Signing the content: verification beyond the insurer 

Certifying content at the point of upload is a great start. The next step is what makes it durable and trusted by all: cryptographically signing the content once it has been received, so its authenticity can be verified independently, by anyone, at any later date. By laying on a cryptographic signature to the ‘Content Credential’ information, we protect it and support the root back to the source being provable. Content is now confirmed and secure from source to viewer.

Why does that matter for insurance specifically?

  • Fraud losses drop as the insurer can understand when content is fraudulent at an earlier point, often before it even enters their workflow.
  • Loss adjusters, lawyers and reinsurers can confirm authenticity for themselves, without having to take the insurer’s word for it. That is especially valuable in disputed or large-loss claims. 
  • Customers benefit too, beyond simply less hikes in insurance premiums. A signed photo of pre-existing belongings, vehicle condition or property state is a portable, tamper-evident record they can use long after the policy has lapsed, including with future insurers. Content is secured and can be referenced long into the future.

A signed file is, in effect, a small notarisation of digital truth. Cryptography delivers an objective standard. It does not require everyone to trust any single insurer’s systems. It only requires them to trust the cryptographic system, the same systems which have been ensuring the banking industry has remained secure for decades.

This is exactly what we are building at InReality, take a look at our insurance overview to learn more.

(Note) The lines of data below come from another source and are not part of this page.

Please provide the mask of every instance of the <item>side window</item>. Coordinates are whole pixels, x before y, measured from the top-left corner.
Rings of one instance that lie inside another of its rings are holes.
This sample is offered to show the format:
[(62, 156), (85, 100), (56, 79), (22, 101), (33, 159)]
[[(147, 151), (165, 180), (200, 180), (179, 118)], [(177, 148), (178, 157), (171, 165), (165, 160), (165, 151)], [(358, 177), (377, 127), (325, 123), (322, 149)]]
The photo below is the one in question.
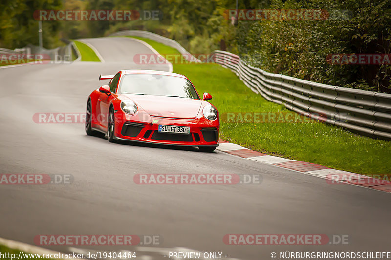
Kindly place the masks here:
[(117, 85), (118, 84), (118, 80), (119, 80), (120, 74), (118, 73), (111, 80), (111, 82), (110, 82), (109, 86), (110, 86), (110, 90), (112, 92), (115, 92), (115, 88), (117, 87)]

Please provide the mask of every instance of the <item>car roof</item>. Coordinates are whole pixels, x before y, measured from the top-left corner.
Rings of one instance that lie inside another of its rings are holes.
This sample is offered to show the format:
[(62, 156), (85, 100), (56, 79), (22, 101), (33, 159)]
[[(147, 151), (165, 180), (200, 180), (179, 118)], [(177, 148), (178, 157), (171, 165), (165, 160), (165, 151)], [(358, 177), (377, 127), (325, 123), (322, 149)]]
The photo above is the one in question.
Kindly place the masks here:
[(159, 75), (167, 75), (173, 76), (175, 77), (179, 77), (186, 79), (186, 77), (181, 74), (178, 74), (177, 73), (174, 73), (173, 72), (168, 72), (167, 71), (162, 71), (160, 70), (125, 70), (122, 71), (122, 73), (125, 74), (157, 74)]

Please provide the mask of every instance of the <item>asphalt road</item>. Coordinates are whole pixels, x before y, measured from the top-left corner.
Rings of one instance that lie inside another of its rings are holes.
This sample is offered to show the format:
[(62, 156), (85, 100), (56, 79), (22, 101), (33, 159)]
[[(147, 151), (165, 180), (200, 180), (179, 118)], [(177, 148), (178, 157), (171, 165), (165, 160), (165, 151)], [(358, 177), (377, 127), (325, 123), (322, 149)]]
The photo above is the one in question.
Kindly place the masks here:
[[(0, 173), (74, 178), (70, 184), (0, 185), (0, 236), (34, 244), (39, 234), (161, 235), (162, 244), (154, 247), (46, 247), (62, 252), (135, 250), (145, 260), (185, 250), (178, 247), (243, 260), (270, 259), (272, 252), (285, 250), (390, 250), (389, 194), (329, 185), (220, 151), (110, 143), (87, 136), (83, 124), (34, 122), (36, 113), (84, 112), (88, 94), (105, 83), (98, 80), (101, 73), (168, 69), (133, 64), (132, 55), (151, 51), (131, 39), (86, 40), (105, 63), (0, 69)], [(252, 185), (142, 185), (133, 181), (137, 173), (259, 173), (263, 180)], [(227, 234), (348, 235), (349, 244), (227, 245), (222, 238)]]

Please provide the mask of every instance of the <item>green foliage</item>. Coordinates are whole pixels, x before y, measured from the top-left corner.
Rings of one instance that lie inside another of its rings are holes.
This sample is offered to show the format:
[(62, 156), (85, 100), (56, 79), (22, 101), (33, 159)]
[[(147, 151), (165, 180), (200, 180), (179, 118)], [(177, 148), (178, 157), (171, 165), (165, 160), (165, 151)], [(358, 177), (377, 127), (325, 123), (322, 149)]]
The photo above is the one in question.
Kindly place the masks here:
[(348, 19), (332, 15), (326, 20), (239, 21), (238, 52), (256, 58), (250, 63), (315, 82), (391, 92), (390, 65), (326, 61), (330, 54), (390, 54), (391, 0), (274, 0), (263, 8), (326, 9), (331, 15), (347, 10)]
[(95, 52), (88, 46), (83, 42), (75, 40), (75, 44), (80, 52), (82, 56), (82, 61), (95, 61), (100, 62), (101, 60), (96, 55)]

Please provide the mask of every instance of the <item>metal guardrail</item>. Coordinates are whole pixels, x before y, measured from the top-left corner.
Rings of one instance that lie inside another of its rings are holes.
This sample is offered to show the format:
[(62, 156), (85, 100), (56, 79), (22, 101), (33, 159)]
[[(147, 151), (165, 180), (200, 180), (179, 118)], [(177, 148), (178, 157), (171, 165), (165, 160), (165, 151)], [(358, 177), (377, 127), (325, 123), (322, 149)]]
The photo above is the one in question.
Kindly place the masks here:
[(363, 135), (391, 140), (391, 95), (330, 86), (266, 72), (235, 54), (215, 51), (216, 62), (271, 102)]
[(187, 51), (186, 49), (180, 45), (179, 42), (173, 39), (167, 38), (158, 34), (151, 33), (151, 32), (147, 32), (146, 31), (140, 31), (138, 30), (126, 30), (124, 31), (121, 31), (111, 34), (110, 36), (138, 36), (139, 37), (143, 37), (150, 39), (155, 41), (163, 43), (164, 45), (169, 46), (174, 49), (176, 49), (181, 54), (183, 55), (188, 61), (192, 60), (193, 61), (196, 61), (197, 62), (200, 62), (201, 61), (198, 59), (193, 57), (192, 58), (192, 55)]

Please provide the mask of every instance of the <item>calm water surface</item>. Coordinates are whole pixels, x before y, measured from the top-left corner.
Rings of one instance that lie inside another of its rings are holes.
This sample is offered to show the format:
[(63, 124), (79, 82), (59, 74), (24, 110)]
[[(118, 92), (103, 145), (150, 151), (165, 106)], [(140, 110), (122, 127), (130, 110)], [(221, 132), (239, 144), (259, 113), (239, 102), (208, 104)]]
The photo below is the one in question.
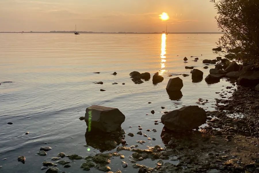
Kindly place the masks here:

A friendlier, brighter future for digital evidence

None of this is about turning insurers into forensics labs. The aim is the opposite. By capturing authenticity upstream and locking it in with a signature, claims teams are freed to do what they do best: making fair, fast decisions for honest customers, and spending their investigation time on the minority of cases that warrant it. 

The threat from AI-generated and manipulated content is real, growing and not going away. But neither is the toolkit for dealing with it. By moving from “detect the fake” to “certify the real,” and by signing content so that its authenticity is verifiable far beyond the four walls of any single insurer, the industry has a credible path to an evidence layer that is genuinely fit for the AI era. 

In a world where seeing is no longer believing, knowing where something came from, and being able to prove it, might be the most valuable thing insurance can offer.